Statistical analysis

This study used the Student's t-test for continuous variables and the chi-square test for binary and categorical variables to compare the group characteristics and epileptic events among study groups. The incidence rate of all epileptic events compared between control, malignant, and benign gonadal teratoma groups. Post-hoc analysis was performed based on the Bonferroni comparison test. The incidence rate and hazard ratio of epileptic events were calculated for the teratoma and control groups, with an incidence rate of 10,000 person-years in each group. The hazard ratio (HR) was analyzed using Cox’s proportional hazard regression models with a 95% confidence interval (CI) to determine the relative risk of each factor compared to the reference.
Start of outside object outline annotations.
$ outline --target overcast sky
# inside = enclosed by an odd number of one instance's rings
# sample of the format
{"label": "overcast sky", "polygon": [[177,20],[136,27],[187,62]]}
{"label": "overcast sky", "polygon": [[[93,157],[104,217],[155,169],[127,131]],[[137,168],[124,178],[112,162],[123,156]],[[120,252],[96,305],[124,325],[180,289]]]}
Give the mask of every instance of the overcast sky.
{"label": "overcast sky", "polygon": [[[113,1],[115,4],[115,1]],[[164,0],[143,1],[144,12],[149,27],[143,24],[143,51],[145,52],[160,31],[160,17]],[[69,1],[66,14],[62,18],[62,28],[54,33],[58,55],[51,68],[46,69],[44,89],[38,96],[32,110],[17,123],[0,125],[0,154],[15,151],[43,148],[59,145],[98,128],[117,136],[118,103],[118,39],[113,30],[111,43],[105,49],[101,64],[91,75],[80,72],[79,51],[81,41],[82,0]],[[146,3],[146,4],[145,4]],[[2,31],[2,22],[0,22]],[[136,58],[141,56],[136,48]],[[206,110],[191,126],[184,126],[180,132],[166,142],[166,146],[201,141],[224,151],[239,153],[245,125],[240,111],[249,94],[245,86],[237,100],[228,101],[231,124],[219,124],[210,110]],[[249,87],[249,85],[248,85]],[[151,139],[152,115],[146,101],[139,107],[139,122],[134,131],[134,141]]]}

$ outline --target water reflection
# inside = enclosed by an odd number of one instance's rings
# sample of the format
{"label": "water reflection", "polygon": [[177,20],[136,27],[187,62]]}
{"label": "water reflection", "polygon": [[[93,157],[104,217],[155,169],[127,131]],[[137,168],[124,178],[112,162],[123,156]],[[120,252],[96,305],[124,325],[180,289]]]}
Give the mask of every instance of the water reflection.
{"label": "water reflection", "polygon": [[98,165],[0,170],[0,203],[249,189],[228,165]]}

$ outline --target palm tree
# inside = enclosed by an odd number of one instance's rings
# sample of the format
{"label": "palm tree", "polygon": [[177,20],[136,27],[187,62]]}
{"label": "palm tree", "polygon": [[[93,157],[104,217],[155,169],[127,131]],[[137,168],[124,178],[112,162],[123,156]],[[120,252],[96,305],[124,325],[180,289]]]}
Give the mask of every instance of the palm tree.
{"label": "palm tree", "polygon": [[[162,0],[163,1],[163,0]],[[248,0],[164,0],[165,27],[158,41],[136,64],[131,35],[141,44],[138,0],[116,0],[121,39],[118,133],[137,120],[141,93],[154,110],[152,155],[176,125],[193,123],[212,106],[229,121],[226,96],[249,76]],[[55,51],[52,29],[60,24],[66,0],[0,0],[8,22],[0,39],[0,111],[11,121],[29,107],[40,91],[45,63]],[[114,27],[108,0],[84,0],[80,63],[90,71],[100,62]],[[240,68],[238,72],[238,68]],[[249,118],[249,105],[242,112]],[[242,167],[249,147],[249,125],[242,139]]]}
Model 2 was used to control for confounding factors, including hypertension, diabetes, dyslipidemia, and ischemic heart disease. The same statistical method was used to compare the malignant and benign teratoma groups. The risk of epilepsy in malignant and benign teratoma patients who underwent tumor resection was compared with control over time using the Cox proportional hazard regression model. All statistical analyses were performed using SAS software (ver. 9.4; SAS Institute, Cary, NC, USA).

Ethical approval

This study was approved by the Institutional Review Board of the Korean National Institute for Bioethics Policy (NHIS-2021-1-226) and conducted in accordance with the principles of the Declaration of Helsinki. The study used anonymized and de-identified data, and therefore informed consent was not required. Additionally, the Institutional Review Board of the Catholic University of Korea (no. UC20EISE0003) approved the study and waived the requirement for informed consent. We confirm that we have read the Journal’s position on issues involved in ethical publication and affirm that this report is consistent with those guidelines.